The story of great mountain peaks, of awe-inspiring glaciation, and the magic forms of snow and ice told by Sir Julius von Haast and page 35 other explorers, urges us irresistibly to see these scenes of wonder and fascination for ourselves. So we will journey first to the Hermitage—the important base for all excursions. This most comfortable and commodious hotel was erected in 1913 on the terrace at Governor's Bush (2,350 feet above sea-level), and it commands the finest view of Mount Cook that is known. This modern Hermitage has provision for tennis, golf, croquet, and all kinds of winter sport—bob-sleighing, ski-ing, skating and curling can be enjoyed there. It replaces the old Hermitage built in 1884 at the base of the Sealy Range about a quarter of a mile south of the terminal face of the Mueller Glacier, a spot which will always have a cherished place in the memory of travellers.

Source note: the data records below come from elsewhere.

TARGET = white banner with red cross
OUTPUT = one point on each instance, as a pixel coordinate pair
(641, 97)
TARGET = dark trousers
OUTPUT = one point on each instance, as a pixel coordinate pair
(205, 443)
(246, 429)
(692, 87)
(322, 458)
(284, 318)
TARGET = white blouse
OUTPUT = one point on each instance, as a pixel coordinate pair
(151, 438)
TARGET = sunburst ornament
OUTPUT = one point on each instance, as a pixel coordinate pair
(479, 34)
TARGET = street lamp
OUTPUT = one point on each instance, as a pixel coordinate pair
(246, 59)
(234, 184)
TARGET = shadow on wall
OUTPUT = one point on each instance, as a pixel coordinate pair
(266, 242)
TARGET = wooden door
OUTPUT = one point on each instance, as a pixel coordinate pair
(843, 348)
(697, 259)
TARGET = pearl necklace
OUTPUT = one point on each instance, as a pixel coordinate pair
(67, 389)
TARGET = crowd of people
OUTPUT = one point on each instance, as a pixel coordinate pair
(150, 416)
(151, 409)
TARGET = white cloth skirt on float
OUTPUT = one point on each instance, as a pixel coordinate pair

A word in passing about the tariff and accommodation at the Hermitage. This varies from 17/6 to 22/6 a day, or from 12/6 to 15/- a day for the use of a camping hut. A special reduction is made in the case where visitors stay more than one month, and a similar reduction is made throughout the months of winter. The guide fees for glacier excursions vary from 7/6 to £1 a day according to the number in the party. For the ascent of Mount Cook, Tasman or Sefton the guide fee is £5 per day per guide. Less ambitious ascents, though yet providing great fascination, are available to climbers at the rate of £2/10/- per day per guide. Horses can also be obtained at the rate of 12/6 per day. All necessary equipment (boots excepted), is provided for these excursions at the Hermitage.
To reach this alpine resort,—which is not excelled by any in the world, either in its appointments or its setting,—we travel 40 miles by rail to Fairlie which is 1,000 feet above sea level and the terminus of the branch railway from Timaru. The rail journey is full of interest, for the running is through delightful agricultural country with neat farms dotting the landscape. At Fairlie, powerful motor cars are requisitioned to complete the journey to the Hermitage. A pleasurable view of the giant peaks is obtained from Burke's Pass (2,300 feet), which is soon reached by car, and the journey onwards now provides mountain and lake scenes of incomparable beauty. Lake Tekapo (2,320 feet above the sea) is a great lake fed by the glacier streams of the Godley and the Glassen Glaciers and will one day provide electrical service to turn the wheels of industry and brighten the homes and the lives of dwellers far away. One enjoys the lunch in the bracing air at Lake Tekapo and resumes the journey to the Hermitage with increasing enthusiasm. Some thirty miles from Lake Tekapo there is Lake Pukaki. This lake is also fed by the great glaciers of Mount Cook. The great snow mantled peaks which tower to 10,000 feet about Aorangi present a magnificent spectacle, and although forty miles away, they are mirrored in the pellucid waters of this beautiful lake. Every mile of the thirty six which separates us now from the Hermitage provides vistas which we are not soon likely to forget.